De kracht van verbeelding

.

Raai is weg!

‘En waar is Raai dan?’ Ze vraagt het verontwaardigd, terwijl we in de kring zitten en met iets heel anders bezig zijn. Het overvalt me en ik reageer oprecht verbaasd. ‘Raai de kraai, is die weg? Is zijn nest leeg?’ Even ben ik vergeten dat ik ‘m zelf twee dagen eerder aan mijn collega heb meegeven. Ze gaat een weekje naar de sneeuw en het leek ons een goed idee om het nieuwe thema ‘het weer in de winter’ te starten met berichten uit een besneeuwd Oostenrijk van Raai, onze klassenpop, .

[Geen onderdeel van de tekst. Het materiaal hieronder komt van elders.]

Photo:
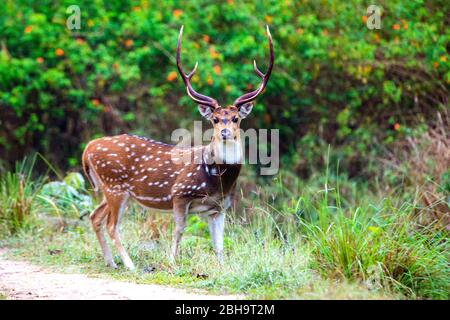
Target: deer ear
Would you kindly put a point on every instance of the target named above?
(205, 111)
(245, 110)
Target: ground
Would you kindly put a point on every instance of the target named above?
(22, 280)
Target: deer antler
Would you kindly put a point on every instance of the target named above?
(265, 78)
(197, 97)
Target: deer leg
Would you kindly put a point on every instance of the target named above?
(216, 223)
(98, 217)
(180, 210)
(117, 206)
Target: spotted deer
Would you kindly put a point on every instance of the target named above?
(167, 177)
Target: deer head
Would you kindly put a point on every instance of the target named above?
(225, 120)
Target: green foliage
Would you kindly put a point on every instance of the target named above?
(331, 239)
(334, 81)
(18, 191)
(66, 198)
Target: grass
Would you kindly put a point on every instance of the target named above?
(326, 238)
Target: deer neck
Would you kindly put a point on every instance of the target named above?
(222, 168)
(227, 152)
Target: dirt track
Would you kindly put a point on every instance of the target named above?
(22, 280)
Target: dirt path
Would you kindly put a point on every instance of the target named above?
(22, 280)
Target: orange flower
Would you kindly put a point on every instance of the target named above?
(177, 12)
(376, 37)
(59, 52)
(405, 25)
(128, 43)
(213, 53)
(171, 76)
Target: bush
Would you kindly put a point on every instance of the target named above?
(18, 192)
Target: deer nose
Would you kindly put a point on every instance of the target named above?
(226, 134)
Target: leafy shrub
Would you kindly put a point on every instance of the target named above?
(67, 197)
(335, 81)
(18, 192)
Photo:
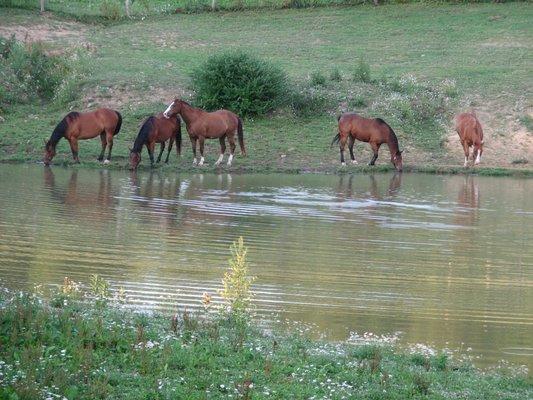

Ieders aandacht is ineens gericht op deze wonderlijke gebeurtenis: Raai is weg! Ik heb het al zo vaak meegemaakt; een groep kinderen gaat ‘aan’. Alsof je op een knopje drukt. ‘Ja, gisteren was ‘ie ook al weg, dat zag ik’. ‘Misschien zit op de kast?’ ‘Of ín de kast?’ Piet kijkt in de kast, Milou onder de gootsteen. Verschillende kinderen staan te springen voor het raam, misschien zit ‘ie daar buiten ergens tussen de takken van de bomen? Lauren heeft ‘m in een andere klas gezien maar neemt meteen van mij aan dat dat onze Raai niet is. Douwe denkt dat ‘ie misschien naar de wc is. Ik vraag om daar dan maar even te kijken. Hij blijft lang weg en doorzoekt ieder hoekje van onze wc-tjes. Nieuw van een andere school heeft hij nog wat moeite met het naar de wc gaan bij ons, en ik laat hem begaan.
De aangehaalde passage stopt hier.